We render our desired objects in front of different image backgrounds to place them in new environments. We can also create a full range of possible lighting conditions for our desired objects by varying light intensities, colors, and shapes. We can even add “noise” objects that we don’t wish our model to detect so that it can learn to avoid false positives. All of this variability helps the model to understand what is and isn’t important for identifying objects. For example, a box is still a box regardless of how it is rotated, lit, or placed within a scene. Domain randomization allows us to create varied examples to show our model, including ones that would never be found in the real world. By randomizing our synthetic data we can effectively have our model treat real world conditions as yet another random variation in our domain.
Ideally, our model will learn to recognize the desired object (the package) and to distinguish it from the background and other noise, as pictured below.
This technique is immensely powerful for applications in which little pre-existing training data exists. If we wanted to build an AI home security system that could send a notification to a user’s phone when a package has been delivered, we’d need thousands of photos of packages on doorsteps, with data entered by hand related to the pixel coordinates of each package, and in a format the model could understand. Collecting data like that manually would take days, if not months. To make matters more complicated, the ethics of how AI training data is collected is becoming more of a concern. Many homeowners would be very unhappy to discover if their home security system were recording pictures of packages on their doorsteps and sending them off to train a model without their consent. Synthetic data solves both of these problems, as the rendering software generates completely new and unique data along with all the necessary pixel locations for the model to learn from.
Exciting Endeavors Ahead
Synthetic data is already being used in a wide variety of technologies.

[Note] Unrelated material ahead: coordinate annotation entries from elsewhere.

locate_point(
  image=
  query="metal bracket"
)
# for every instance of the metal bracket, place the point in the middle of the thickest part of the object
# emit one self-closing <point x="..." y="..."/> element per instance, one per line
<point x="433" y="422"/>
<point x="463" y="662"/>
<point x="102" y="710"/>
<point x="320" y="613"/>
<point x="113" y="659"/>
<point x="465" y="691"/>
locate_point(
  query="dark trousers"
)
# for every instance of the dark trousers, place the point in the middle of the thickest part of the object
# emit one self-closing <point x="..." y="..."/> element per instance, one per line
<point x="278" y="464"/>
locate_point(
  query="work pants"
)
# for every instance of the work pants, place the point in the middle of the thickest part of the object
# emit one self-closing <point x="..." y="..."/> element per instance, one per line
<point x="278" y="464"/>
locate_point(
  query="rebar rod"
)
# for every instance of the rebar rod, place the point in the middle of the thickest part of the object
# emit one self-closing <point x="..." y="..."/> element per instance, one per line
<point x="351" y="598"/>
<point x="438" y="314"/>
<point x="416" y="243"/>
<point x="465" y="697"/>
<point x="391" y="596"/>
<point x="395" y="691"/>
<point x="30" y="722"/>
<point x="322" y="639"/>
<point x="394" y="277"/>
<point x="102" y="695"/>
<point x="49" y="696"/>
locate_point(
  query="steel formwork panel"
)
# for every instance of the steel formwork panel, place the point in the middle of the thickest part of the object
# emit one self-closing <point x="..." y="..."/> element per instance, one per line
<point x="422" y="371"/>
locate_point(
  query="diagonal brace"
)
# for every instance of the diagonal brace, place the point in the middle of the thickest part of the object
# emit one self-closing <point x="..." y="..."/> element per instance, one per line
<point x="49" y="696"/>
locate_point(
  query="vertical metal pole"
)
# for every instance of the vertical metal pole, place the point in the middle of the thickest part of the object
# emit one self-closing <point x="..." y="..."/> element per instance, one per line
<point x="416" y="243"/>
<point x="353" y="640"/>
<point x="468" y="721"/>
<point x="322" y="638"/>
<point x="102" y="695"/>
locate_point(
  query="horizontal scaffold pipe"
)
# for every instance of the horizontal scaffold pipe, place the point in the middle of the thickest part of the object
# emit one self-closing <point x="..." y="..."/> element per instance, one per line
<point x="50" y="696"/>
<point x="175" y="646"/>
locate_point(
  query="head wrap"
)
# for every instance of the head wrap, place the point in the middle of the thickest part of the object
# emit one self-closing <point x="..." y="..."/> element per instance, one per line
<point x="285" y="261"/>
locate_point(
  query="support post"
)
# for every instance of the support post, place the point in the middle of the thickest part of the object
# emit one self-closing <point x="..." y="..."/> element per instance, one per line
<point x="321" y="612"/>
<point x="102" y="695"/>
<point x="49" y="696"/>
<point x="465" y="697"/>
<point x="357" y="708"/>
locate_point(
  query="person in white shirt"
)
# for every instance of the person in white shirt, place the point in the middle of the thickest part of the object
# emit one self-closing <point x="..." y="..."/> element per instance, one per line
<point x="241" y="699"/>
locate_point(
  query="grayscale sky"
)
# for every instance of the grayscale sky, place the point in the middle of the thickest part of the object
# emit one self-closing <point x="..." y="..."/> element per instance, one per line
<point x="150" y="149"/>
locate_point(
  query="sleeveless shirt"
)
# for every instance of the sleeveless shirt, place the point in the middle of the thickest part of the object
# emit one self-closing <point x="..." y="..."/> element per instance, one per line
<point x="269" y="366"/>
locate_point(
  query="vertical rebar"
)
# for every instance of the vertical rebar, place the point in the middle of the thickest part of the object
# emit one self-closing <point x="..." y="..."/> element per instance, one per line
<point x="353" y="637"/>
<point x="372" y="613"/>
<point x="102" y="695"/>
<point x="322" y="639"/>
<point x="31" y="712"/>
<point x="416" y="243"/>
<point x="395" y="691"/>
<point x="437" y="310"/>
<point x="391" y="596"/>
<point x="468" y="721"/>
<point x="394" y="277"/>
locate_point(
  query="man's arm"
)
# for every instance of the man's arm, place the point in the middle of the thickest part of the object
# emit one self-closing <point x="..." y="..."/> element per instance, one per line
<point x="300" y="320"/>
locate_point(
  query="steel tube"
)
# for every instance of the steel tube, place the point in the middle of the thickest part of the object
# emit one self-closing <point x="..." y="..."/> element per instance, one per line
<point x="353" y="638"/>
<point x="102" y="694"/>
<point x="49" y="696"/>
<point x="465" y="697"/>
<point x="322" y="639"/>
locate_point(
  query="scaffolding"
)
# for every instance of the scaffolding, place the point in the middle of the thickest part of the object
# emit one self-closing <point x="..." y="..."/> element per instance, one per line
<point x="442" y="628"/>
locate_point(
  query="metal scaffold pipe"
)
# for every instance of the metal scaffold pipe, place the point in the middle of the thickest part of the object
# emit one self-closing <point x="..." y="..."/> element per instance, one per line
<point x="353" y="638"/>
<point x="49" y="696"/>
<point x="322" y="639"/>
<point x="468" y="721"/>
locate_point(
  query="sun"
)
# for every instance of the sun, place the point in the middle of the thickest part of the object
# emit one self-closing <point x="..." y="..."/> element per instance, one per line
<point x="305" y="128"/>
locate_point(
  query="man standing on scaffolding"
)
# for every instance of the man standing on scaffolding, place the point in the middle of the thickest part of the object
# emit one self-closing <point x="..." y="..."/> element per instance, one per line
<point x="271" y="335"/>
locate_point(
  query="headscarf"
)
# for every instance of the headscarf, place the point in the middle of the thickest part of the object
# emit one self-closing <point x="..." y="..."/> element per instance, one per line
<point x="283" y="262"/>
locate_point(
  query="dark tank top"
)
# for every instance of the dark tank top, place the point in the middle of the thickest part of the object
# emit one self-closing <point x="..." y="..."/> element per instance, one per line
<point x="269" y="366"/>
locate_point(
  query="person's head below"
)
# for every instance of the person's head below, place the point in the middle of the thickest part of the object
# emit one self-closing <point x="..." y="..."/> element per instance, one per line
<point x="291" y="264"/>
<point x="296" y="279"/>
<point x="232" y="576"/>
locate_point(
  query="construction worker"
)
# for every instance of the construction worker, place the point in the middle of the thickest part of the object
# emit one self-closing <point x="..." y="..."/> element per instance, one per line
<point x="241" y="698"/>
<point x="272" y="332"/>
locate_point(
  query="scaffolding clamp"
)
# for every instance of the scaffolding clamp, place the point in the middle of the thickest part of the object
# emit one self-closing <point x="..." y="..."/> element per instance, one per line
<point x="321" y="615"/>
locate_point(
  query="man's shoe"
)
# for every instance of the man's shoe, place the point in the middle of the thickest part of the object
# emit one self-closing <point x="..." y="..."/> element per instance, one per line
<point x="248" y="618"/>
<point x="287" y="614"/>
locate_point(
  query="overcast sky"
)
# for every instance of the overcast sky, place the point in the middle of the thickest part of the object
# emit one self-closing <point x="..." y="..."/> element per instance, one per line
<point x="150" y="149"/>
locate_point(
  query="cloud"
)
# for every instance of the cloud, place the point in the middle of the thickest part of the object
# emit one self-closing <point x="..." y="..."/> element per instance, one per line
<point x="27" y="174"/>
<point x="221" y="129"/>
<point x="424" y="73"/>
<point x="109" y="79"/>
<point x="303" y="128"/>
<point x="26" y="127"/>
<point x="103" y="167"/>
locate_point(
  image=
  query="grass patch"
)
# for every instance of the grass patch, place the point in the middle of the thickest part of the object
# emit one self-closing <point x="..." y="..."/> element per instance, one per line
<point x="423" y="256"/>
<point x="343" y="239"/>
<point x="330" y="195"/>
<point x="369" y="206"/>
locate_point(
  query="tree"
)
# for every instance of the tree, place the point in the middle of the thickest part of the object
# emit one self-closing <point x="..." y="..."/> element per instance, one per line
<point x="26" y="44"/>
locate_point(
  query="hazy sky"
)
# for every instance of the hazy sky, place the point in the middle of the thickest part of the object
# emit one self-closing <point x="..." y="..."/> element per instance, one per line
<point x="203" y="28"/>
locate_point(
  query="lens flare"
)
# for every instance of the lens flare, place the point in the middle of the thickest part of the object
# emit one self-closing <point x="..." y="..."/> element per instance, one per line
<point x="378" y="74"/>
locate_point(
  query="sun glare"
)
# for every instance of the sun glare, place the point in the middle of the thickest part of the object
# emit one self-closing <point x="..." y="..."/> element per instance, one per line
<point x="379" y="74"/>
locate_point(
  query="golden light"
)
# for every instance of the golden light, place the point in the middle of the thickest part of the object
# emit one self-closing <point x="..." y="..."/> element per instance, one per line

Google’s Waymo has been using simulations to train self-driving cars without the need to rely on potentially unsafe prototypes being driven in the real world. Banks such as J.P. Morgan use synthetic data to help detect fraudulent activity without violating the privacy of customers or consumer protection laws by harvesting actual financial data. In some instances models trained on synthetic data have been shown to perform better than models trained solely on real-world data. By all indications synthetic data is going to become increasingly relevant as AI becomes a bigger part of our lives. At Daedalus we’re very excited by the results we’ve been getting from our synthetically trained models, and we can’t wait to discover what we can accomplish next with this revolutionary new technique.